Texas Teachers lowers PE commitment plans for 2017

The $138bn pension fund sees high valuations in private equity as a continued challenge.

The Teacher Retirement System of Texas has lowered its private equity commitment expectations for the 2017 calendar year  amid concerns for current market conditions.

The Austin-based pension fund had 12.3 percent of its $138 billion assets in private equity as of 31 March.

TRS expects to commit up to $4.2 billion in private equity, which includes buyout, growth and venture capital, credit and special situations, and emerging managers, in 2017, down from the $4.6 billion planned for the prior fiscal year, according to materials for TRS’ board meeting on 1 June.

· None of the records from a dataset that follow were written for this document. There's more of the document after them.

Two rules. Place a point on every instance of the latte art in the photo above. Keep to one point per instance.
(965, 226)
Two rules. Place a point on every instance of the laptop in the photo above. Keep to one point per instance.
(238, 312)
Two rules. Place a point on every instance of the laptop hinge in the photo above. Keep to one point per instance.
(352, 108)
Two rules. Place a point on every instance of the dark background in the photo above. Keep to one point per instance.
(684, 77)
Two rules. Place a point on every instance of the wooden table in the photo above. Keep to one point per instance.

So far this year, it has committed $1.94 billion to private equity, per monthly update emails sent by a TRS spokeswoman. Funds that received a TRS commitment this year include Clayton, Dubilier & Rice Fund X, Great Hill Capital Partners VI and Silver Lake Partners V.

In the documents, TRS indicated that private equity is in a high-valuation environment with lots of capital flowing into the asset class, and that high EBITDA multiples continue to pose a challenge for navigating investments in the industry.

Amid these market conditions, TRS maintained a conservative approach to capital commitments in private equity. In 2016, TRS committed $3.8 billion to private equity, short of the $4.6 billion projected for the year, the meeting materials showed.

That actual amount included $3.1 billion committed to 15 funds, $507 million to six principal investments, which include direct- and co-investments, and $150 million to emerging managers.

The amount committed in principal investments was almost half of the $1 billion it targeted for the year, again due to the conservative approach, TRS indicated in the materials. The amount also fell significantly short of the $1.2 billion TRS committed to this strategy in 2015, materials for the June 2016 board meeting showed.

Despite the conservative approach and being under the target allocation for private equity, TRS indicated in the materials that it is on track to meet the 13 percent target by the end of 2017.

This follows New Jersey State Investment Council’s announcement last month of its plans to slow down its private equity and real estate commitment pacing for the next eight years, amid market conditions involving record levels of dry powder, as reported by PEI.

Other plans for 2017 include the implementation of the standardised fee reporting template created by the Institutional Limited Partners Association and private equity fee audits, which began in May to check accuracy of fees, compliance with contracts and support for investment valuations, the materials showed. According to materials for TRS’ audit committee meeting on 1 June, two funds were identified and are being audited with an anticipated report on the results to be presented in September.

As previously reported by PEI, TRS noted during its February board meeting that only 32 percent of its private equity general partners were using the ILPA template at the end of the 2016 fourth quarter, but expected that number to reach 80 percent by June.

A TRS spokeswoman was not available to comment.